None dared longer dispute with her, for her anger was greater than she, and it was clear a god had hold of her.

Sappho turned and motioned her daughter to follow.

“Walk five paces behind,” Niobe told Kleis. “None may touch you until you have been given a ritual bath.”

Kleis began to cry. “They were all laughing at me.”

“I do not wish to hear,” Sappho said.

“They told me if I did not bring them joy, they would rub me with bitch's blood, tie me in the courtyard, and let loose the hounds.”
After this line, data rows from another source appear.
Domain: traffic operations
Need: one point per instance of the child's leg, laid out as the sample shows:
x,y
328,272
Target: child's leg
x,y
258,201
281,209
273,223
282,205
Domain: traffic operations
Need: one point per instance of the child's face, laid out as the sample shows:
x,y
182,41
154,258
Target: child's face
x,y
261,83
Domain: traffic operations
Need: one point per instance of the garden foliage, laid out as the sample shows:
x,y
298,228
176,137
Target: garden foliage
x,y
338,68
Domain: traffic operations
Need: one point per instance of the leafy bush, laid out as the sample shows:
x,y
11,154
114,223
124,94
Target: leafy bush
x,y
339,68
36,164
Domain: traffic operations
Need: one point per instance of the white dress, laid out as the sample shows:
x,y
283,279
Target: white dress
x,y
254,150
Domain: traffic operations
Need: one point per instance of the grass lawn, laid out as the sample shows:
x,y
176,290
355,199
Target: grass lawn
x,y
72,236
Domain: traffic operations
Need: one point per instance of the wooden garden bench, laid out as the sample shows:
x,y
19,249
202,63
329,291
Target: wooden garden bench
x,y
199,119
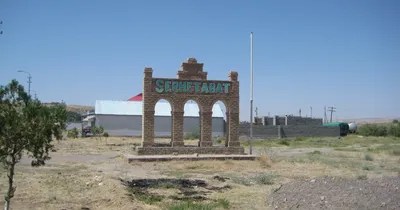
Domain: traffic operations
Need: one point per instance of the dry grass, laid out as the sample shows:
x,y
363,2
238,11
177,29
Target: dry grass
x,y
85,172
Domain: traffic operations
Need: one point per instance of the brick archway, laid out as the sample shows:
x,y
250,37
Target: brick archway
x,y
191,84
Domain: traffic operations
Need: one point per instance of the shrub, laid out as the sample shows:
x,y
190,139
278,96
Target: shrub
x,y
368,157
105,134
284,142
394,129
73,133
373,130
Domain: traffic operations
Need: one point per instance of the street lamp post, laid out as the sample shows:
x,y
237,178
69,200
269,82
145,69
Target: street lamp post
x,y
34,93
29,80
251,93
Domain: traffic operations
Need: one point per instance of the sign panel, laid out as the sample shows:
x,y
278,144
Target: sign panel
x,y
179,86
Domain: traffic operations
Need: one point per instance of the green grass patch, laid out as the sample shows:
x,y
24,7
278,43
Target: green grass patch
x,y
367,167
368,157
362,177
193,205
315,152
265,179
260,179
333,142
144,197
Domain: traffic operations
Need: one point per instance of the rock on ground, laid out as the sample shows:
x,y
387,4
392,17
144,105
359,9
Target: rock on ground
x,y
338,193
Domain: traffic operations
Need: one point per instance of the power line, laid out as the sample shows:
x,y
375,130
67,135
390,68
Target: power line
x,y
332,110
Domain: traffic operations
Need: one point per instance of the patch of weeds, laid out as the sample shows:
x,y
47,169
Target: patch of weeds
x,y
191,205
167,185
224,203
194,166
315,152
368,157
346,149
241,181
298,139
367,167
264,160
284,142
395,151
362,177
144,196
265,179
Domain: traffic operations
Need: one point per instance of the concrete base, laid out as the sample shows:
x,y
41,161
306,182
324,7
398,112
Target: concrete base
x,y
150,158
190,150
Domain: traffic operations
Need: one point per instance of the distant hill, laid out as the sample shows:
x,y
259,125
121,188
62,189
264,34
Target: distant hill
x,y
74,111
371,120
81,109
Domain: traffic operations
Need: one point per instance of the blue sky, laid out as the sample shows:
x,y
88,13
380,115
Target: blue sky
x,y
306,53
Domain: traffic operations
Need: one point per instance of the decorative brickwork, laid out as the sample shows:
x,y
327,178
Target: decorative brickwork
x,y
191,84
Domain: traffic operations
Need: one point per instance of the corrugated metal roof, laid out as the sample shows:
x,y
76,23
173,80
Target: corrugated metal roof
x,y
161,108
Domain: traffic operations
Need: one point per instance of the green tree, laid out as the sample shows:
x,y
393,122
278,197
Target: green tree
x,y
26,127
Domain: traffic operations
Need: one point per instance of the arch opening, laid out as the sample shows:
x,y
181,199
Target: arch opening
x,y
191,123
162,122
219,123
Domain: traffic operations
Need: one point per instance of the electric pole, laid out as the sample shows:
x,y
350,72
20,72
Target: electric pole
x,y
29,80
332,110
251,93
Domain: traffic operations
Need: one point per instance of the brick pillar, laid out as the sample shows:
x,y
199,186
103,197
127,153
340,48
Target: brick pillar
x,y
206,129
233,130
199,128
172,127
227,128
148,110
177,129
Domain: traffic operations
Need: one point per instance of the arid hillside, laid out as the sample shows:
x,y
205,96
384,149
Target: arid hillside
x,y
74,108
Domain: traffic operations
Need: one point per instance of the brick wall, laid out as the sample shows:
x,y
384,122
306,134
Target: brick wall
x,y
296,120
290,131
191,72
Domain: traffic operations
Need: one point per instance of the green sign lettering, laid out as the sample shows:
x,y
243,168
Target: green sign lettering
x,y
164,85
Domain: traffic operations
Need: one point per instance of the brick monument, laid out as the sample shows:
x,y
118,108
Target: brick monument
x,y
191,84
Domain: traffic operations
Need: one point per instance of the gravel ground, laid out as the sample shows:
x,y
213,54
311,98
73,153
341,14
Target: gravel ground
x,y
338,193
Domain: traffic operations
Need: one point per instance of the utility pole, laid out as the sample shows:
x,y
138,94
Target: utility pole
x,y
29,80
332,110
35,93
251,93
256,111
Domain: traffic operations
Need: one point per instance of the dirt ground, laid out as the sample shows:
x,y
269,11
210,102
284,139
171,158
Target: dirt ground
x,y
91,174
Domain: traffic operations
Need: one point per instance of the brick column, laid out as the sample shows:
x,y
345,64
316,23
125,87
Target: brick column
x,y
148,110
199,128
206,129
233,130
177,129
227,128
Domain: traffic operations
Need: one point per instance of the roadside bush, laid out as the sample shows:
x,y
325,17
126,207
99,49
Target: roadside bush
x,y
394,129
372,130
73,133
105,134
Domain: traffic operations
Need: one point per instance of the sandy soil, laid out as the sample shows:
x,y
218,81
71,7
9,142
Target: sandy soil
x,y
90,174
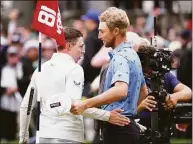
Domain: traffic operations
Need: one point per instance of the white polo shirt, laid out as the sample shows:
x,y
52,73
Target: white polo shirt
x,y
58,75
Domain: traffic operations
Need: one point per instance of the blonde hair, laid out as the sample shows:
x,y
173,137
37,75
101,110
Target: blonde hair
x,y
115,17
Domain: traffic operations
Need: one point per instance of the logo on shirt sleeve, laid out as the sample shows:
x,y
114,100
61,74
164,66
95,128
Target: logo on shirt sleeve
x,y
77,83
53,105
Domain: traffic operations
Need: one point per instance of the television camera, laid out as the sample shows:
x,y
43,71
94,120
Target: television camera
x,y
156,63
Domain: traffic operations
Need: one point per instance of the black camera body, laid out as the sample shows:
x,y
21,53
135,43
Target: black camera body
x,y
155,64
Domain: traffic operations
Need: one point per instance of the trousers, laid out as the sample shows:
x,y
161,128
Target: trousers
x,y
113,134
57,140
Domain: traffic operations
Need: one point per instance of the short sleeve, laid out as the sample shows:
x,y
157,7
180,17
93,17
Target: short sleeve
x,y
171,81
120,69
142,79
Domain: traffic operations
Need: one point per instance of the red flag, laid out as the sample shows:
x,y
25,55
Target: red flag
x,y
47,20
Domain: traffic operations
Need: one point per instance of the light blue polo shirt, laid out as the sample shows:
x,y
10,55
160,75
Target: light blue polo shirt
x,y
125,66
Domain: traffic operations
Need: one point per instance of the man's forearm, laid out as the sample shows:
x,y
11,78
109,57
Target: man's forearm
x,y
97,114
109,96
139,108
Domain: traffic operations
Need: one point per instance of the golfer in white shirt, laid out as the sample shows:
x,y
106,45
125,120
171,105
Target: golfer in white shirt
x,y
59,84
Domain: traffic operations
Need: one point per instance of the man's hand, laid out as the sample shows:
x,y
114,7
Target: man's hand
x,y
148,103
117,119
78,108
170,102
10,91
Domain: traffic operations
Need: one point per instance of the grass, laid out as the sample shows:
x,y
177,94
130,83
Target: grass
x,y
173,141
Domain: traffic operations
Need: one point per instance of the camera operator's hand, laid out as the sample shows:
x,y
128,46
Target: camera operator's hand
x,y
148,103
182,127
171,102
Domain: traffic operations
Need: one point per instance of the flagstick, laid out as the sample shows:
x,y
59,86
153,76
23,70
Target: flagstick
x,y
38,96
Sappho did not answer her daughter, but from the rise stood a moment and called Andromeda in that same terrible voice. “You shall suffer for what you did to me.” For at that moment she made no distinction between herself and Kleis. It had been done to her.

*   *   *

Within the walls of the House of the Servants of the Muses Niobe tended Kleis. When she had been cleansed in each crevice and fold of her body, when her skin glistened with sweet Athenian oils and her hair shone and was bright with flowers, a tunic of white was put over her body and she was led to her mother.
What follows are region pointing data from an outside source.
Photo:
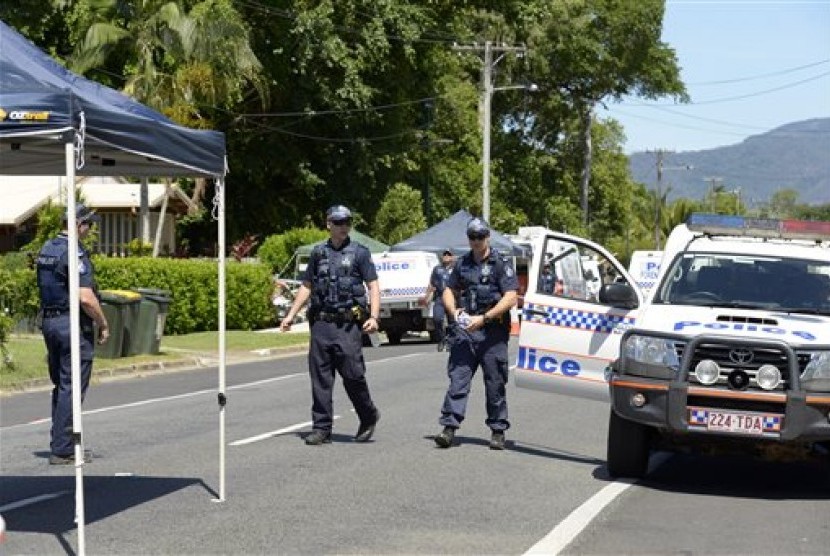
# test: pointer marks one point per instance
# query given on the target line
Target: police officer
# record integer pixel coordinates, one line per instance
(53, 284)
(437, 283)
(481, 291)
(336, 279)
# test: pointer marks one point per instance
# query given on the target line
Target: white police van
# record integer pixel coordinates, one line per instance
(404, 277)
(731, 352)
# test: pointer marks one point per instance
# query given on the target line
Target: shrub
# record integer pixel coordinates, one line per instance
(276, 251)
(194, 290)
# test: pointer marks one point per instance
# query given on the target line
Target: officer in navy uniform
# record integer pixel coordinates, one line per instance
(53, 284)
(338, 275)
(437, 283)
(482, 289)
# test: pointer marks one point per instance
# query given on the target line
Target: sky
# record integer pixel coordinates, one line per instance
(749, 66)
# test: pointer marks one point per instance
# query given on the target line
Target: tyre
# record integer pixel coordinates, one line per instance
(629, 444)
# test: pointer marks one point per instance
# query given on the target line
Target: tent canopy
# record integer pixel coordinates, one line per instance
(452, 234)
(42, 105)
(370, 243)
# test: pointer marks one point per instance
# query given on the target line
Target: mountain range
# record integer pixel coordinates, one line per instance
(794, 156)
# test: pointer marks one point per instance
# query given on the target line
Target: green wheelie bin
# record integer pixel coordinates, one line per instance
(152, 316)
(121, 309)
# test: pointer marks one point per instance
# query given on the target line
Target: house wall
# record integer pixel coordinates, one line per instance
(118, 229)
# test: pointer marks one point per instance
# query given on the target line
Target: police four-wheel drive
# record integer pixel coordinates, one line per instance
(729, 353)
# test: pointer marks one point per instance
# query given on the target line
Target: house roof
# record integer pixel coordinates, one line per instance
(28, 194)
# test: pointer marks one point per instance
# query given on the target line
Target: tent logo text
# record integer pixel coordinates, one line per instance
(25, 115)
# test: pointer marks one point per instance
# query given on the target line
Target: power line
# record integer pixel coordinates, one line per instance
(761, 76)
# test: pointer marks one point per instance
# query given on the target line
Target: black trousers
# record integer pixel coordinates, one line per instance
(59, 357)
(337, 347)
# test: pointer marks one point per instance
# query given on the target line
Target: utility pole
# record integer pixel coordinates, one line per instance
(488, 49)
(714, 182)
(659, 156)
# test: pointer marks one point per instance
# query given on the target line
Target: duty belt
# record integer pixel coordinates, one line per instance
(51, 313)
(336, 317)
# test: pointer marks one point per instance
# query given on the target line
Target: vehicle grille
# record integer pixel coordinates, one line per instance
(720, 354)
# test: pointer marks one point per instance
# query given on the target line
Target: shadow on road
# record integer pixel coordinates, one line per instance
(104, 496)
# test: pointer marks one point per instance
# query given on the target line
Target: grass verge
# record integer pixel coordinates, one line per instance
(28, 352)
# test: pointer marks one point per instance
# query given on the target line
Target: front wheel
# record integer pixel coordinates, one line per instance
(629, 444)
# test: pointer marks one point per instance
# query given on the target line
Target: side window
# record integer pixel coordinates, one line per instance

Sappho regarded her sadly. “You are no longer a child, and I can no longer protect you. Neither can I clasp you as a daughter. We have done each other too much hurt. But my home is your home. And when you marry I will dower you handsomely. When we meet we will speak to each other with comfortable words. It is seemly.”

“I understand,” Kleis said calmly.

But I do not, Sappho thought when she was once more alone. No matter which way I turn, it is toward pain. What happens to love, the overflowing love for the infant at one's breast? How can the grapes of one's own vineyard poison one? “Hide me,” she begged the All-Father, “in a thick mist that I cannot be found!”

She wandered halls from which joy had departed, desolate without Gongyla, grieving for her daughter. “Man's fate,” she cried, “is decided on his knees.”

She rededicated herself to the Muses and kept to her room. In these melancholy, hopeless days, she sang some of her sweetest verse:

O, evening star, you bring

all that the blithe dawn has

scattered wide;

You bring the sheep;

you bring the goats;

you bring home the

child to its mother

But it could not be. Kleis was lost to her, though she saw her every day.

A
TTHIS

News was brought that her brother Kharaxos sailed with his fleet for the Lesbian port, being returned from the Egyptian city of Naukratis, where the Nile ran in a hundred tributaries. It had been an expedition of five years, during which she had not seen his face.

His vessels with their stiff sails and many rowers had been sighted, and were no rumor, but a rumor accompanied them. It was said that with him was no other than Alkaios the poet—the same she had consigned to death rather than give up her child to Gello, that shade whose famished kisses drew the living breath from the very young.

The possibility that Alkaios was alive and sailed with her brother was more than she could absorb. For years she lived in the belief that she had caused his death. Now she was afraid to let herself hope. Her old companion, dear, irreverent Alkaios!

She rushed up and down the stairs of her home, giving orders that everything be put in readiness to receive guests. They would be showered with flowers and walk on cloth of purple to the steps of her home. She devised tempting and exotic menus of caviar, oysters, lobster, crab, and cuttlefish. Snails and anchovies fried in condiments were laid out, highly spiced cheeses, sausage and onions, all strongly salted to arouse the wish for wine. Slaves would cool the foreheads of her guests with pomade, tightrope performers balance above them, oiled and naked. Jars were handed up from the well so that wine bars and seafood bars might be set up. Giant candelabra and fish bladders overhung them filled with tallow, waiting to be lit.